>
>Wire;
>Forget most of the older works that refer to ancient drawing etc. No doubt
>the odd bit of wire produced by smoothing a strip of metal by pulling it
>through a stone bead will turn up, but the development of true drawing as a
>standard wire production method dates to somewhere around AD 800
>(unfortunately the very period from which surviving gold and silver objects
>are scarce). By the ninth/tenth century drawing appears to have been
>universal across the ‘Old World and the Orient – from Ireland to Java. At
>present the earliest surviving examples of true drawn gold wire appears to
>be the links in some Korean jewellery of the 6th – 7th centuries AD (noted
>by several observers).
>
>Gold and silver are fairly easy to draw by hand (up to 2mm or so in
>diameter, anyway). Possibly fine iron wires (such as those described by
>Theophilus for binding organ pipes during soldering) could be drawn by
hand,
>but wires suitable for mail links would need substantial power. The
earliest
>major advance might be supposed to be the draw bench where a lever-system
>permitted much greater force and thus the production of larger diameter
>wires. There is little surviving evidence for draw benches that I am aware
>of before the sixteenth century when we have both illustrations and at
least
>one surviving bench (that now in the Musée National de la Renaissance at
>Chateau d’Ecoven - for gold and silver wires.).

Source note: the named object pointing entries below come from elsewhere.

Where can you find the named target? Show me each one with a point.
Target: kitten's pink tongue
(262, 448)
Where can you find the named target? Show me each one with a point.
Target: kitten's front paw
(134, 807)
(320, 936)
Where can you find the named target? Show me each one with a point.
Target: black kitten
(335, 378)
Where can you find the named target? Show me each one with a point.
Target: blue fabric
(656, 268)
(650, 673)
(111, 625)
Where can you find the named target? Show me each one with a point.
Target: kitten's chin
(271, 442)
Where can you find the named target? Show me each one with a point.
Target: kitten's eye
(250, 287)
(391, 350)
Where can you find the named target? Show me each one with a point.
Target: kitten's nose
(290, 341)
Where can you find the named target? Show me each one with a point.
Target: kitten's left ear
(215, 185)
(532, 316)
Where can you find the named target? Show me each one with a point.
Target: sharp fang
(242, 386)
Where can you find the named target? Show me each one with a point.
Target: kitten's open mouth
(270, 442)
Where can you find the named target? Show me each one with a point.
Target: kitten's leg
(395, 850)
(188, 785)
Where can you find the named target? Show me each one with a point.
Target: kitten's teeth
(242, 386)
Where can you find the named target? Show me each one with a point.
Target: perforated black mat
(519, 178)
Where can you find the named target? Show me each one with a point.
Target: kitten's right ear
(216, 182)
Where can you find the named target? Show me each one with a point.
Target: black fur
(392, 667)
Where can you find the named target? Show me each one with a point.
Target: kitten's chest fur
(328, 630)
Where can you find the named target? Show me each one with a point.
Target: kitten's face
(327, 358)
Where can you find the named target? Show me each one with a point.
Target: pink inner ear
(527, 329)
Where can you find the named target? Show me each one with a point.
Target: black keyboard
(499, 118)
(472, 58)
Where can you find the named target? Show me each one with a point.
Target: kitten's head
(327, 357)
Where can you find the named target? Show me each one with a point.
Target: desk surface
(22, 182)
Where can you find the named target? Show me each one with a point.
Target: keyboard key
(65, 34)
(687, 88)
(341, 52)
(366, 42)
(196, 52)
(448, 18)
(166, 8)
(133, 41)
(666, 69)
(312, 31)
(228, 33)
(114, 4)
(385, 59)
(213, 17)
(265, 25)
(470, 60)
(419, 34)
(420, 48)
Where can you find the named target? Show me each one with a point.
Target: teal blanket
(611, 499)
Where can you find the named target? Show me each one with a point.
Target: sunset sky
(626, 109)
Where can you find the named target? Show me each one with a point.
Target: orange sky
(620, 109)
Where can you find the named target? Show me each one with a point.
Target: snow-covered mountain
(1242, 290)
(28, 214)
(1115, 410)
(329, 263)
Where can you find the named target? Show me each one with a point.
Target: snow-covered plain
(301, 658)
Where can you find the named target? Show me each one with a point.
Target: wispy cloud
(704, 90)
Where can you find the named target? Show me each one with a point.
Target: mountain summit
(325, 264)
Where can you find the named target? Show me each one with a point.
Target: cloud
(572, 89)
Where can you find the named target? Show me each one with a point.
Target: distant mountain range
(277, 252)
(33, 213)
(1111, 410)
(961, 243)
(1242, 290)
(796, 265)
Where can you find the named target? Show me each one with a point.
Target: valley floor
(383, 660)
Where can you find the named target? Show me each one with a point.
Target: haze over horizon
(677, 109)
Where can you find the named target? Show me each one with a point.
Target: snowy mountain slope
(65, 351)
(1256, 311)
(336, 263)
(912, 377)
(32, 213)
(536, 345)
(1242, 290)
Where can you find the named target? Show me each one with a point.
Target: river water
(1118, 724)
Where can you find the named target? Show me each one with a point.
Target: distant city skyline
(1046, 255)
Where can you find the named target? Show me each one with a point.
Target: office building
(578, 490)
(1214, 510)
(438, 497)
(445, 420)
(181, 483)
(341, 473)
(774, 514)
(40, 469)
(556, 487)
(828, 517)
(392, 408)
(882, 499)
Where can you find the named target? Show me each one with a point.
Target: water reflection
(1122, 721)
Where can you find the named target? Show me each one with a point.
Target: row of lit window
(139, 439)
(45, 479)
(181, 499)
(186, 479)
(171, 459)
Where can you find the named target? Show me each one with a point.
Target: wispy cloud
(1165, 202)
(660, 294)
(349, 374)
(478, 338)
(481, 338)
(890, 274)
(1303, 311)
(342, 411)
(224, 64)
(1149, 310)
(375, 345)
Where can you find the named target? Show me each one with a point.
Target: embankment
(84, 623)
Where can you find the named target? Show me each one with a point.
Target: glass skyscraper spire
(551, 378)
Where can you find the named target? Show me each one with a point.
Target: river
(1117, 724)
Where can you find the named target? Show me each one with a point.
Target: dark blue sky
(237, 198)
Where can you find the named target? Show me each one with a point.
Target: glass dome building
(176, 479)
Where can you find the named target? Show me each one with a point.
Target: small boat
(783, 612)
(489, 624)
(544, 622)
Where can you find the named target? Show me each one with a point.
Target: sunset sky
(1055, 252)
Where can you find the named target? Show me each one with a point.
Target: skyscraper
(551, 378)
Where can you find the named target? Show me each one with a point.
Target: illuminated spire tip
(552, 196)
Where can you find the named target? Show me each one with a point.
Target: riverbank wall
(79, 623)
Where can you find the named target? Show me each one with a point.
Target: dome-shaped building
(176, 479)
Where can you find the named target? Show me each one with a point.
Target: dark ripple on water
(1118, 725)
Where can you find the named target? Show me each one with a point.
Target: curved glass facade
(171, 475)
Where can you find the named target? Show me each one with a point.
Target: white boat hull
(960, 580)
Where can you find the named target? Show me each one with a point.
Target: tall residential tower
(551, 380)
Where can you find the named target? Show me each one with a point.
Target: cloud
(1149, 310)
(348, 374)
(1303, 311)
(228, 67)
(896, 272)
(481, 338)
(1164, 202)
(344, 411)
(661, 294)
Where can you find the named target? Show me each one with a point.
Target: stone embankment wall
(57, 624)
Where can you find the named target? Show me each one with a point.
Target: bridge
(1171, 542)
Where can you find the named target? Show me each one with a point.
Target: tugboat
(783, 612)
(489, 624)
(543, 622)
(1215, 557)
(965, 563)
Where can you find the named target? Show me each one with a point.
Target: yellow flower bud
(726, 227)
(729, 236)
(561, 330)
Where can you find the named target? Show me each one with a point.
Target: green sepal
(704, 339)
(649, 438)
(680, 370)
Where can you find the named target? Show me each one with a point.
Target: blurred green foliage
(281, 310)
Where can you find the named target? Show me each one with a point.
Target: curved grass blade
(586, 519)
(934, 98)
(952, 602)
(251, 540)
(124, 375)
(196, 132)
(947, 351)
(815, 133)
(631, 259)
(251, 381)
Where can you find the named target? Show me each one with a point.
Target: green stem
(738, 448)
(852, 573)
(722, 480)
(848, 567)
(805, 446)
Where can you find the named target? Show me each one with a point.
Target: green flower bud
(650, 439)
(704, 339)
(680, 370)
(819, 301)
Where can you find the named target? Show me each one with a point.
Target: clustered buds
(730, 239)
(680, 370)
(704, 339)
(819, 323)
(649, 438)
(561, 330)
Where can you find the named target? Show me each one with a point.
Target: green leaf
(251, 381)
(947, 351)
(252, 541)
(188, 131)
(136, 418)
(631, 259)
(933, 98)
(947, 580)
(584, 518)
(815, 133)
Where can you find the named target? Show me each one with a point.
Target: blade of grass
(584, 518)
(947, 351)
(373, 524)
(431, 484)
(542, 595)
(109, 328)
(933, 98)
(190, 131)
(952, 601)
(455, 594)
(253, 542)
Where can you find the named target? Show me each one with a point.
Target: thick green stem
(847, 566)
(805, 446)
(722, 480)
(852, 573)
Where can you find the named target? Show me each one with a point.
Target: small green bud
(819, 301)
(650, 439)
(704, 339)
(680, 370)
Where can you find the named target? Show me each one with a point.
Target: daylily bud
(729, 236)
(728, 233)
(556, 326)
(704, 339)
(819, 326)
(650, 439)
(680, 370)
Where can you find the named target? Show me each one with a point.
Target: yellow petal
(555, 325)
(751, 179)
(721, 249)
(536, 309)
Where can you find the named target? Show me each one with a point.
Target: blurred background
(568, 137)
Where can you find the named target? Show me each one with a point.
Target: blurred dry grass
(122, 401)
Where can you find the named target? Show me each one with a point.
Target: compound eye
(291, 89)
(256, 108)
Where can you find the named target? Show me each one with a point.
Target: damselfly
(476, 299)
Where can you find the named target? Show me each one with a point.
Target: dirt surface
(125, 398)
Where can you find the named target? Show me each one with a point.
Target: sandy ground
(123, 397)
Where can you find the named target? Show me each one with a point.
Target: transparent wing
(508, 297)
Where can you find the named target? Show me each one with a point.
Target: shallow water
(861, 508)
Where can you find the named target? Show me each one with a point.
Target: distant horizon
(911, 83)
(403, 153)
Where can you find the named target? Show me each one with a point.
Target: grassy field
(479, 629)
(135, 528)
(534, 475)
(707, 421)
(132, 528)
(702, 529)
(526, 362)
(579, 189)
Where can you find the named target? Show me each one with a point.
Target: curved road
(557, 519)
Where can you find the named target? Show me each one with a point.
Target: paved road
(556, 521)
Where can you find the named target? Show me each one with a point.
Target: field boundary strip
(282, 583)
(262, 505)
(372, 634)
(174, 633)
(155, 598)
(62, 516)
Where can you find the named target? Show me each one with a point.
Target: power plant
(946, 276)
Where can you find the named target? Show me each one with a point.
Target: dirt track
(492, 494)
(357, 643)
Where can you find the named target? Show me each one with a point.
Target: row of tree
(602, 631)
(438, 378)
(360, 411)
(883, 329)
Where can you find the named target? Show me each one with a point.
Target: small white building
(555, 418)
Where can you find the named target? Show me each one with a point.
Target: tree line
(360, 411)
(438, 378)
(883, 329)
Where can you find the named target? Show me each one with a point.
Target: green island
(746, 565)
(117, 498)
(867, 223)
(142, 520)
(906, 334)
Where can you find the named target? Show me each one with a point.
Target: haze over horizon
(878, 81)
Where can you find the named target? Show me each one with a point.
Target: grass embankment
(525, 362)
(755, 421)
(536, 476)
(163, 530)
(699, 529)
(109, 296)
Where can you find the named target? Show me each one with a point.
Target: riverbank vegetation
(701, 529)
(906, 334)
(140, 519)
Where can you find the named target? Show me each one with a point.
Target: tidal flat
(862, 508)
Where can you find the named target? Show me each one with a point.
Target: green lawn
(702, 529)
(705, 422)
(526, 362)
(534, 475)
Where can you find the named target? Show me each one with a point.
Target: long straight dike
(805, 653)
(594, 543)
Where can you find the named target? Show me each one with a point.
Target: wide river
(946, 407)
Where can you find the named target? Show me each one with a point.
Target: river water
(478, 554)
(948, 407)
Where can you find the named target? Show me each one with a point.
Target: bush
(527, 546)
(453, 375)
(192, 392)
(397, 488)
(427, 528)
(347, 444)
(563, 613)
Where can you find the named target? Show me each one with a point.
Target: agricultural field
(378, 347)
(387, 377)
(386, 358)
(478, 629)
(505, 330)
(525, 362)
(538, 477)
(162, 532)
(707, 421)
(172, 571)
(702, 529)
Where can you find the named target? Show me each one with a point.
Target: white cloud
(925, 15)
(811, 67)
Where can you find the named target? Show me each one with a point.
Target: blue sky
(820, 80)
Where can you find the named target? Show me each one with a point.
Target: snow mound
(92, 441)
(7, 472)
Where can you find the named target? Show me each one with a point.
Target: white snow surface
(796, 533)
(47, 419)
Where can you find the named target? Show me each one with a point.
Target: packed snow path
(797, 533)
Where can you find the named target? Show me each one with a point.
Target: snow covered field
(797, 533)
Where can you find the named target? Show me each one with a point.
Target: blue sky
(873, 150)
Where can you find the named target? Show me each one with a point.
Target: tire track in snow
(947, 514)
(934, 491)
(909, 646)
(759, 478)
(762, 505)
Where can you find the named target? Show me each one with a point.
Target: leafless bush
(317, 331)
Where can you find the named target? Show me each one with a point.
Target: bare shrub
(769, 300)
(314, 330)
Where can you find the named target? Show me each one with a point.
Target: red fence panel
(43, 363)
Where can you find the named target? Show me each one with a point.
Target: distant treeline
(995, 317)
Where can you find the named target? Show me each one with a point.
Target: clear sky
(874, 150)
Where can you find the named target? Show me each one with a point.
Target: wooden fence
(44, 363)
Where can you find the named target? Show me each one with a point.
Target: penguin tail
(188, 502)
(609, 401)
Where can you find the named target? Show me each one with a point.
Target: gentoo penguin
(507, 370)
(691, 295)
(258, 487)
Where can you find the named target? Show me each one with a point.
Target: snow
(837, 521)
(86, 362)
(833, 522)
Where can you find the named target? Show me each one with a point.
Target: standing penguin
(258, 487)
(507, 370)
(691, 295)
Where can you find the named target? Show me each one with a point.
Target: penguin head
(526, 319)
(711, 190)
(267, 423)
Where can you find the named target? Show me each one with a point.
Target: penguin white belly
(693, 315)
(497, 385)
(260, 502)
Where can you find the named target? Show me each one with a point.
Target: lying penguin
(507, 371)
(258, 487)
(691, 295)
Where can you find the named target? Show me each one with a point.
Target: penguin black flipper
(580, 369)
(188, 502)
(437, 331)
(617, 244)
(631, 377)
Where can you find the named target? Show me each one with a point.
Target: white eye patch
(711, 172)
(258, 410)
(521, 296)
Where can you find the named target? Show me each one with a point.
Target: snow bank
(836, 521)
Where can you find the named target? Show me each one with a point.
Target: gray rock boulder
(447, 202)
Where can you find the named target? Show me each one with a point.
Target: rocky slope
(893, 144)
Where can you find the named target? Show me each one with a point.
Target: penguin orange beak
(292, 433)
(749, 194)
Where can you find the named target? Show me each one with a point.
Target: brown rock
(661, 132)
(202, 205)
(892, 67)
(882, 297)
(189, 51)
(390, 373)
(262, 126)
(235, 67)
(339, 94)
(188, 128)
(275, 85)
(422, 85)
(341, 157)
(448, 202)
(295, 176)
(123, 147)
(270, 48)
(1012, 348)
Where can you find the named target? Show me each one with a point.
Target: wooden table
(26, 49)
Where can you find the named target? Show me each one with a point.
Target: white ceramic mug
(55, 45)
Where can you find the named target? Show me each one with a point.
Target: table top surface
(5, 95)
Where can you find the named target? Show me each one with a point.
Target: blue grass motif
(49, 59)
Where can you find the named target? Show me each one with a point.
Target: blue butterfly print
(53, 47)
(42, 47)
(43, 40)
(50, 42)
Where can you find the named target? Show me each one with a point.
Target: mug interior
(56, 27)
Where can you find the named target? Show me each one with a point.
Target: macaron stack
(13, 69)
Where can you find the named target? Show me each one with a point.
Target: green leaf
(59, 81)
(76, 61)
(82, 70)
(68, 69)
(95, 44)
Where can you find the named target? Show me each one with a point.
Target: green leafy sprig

Thank you for the interseting feedback Jack. I would like to correct one
piece of missinformation though. Maille is typically made from wire of
between .080 and .030 inches in dia. From personal experience I can tell
you that .1 in dia rod can definately be drawn without to much trouble by
hand even when it is iron or steel. Iron strip in this range is even easier
to draw until it has been through enough passes to have assumed a full
circular cross section. All of my experimentation material is currently
hand drawn, no levers, just a plate and a pair of drawing pliers.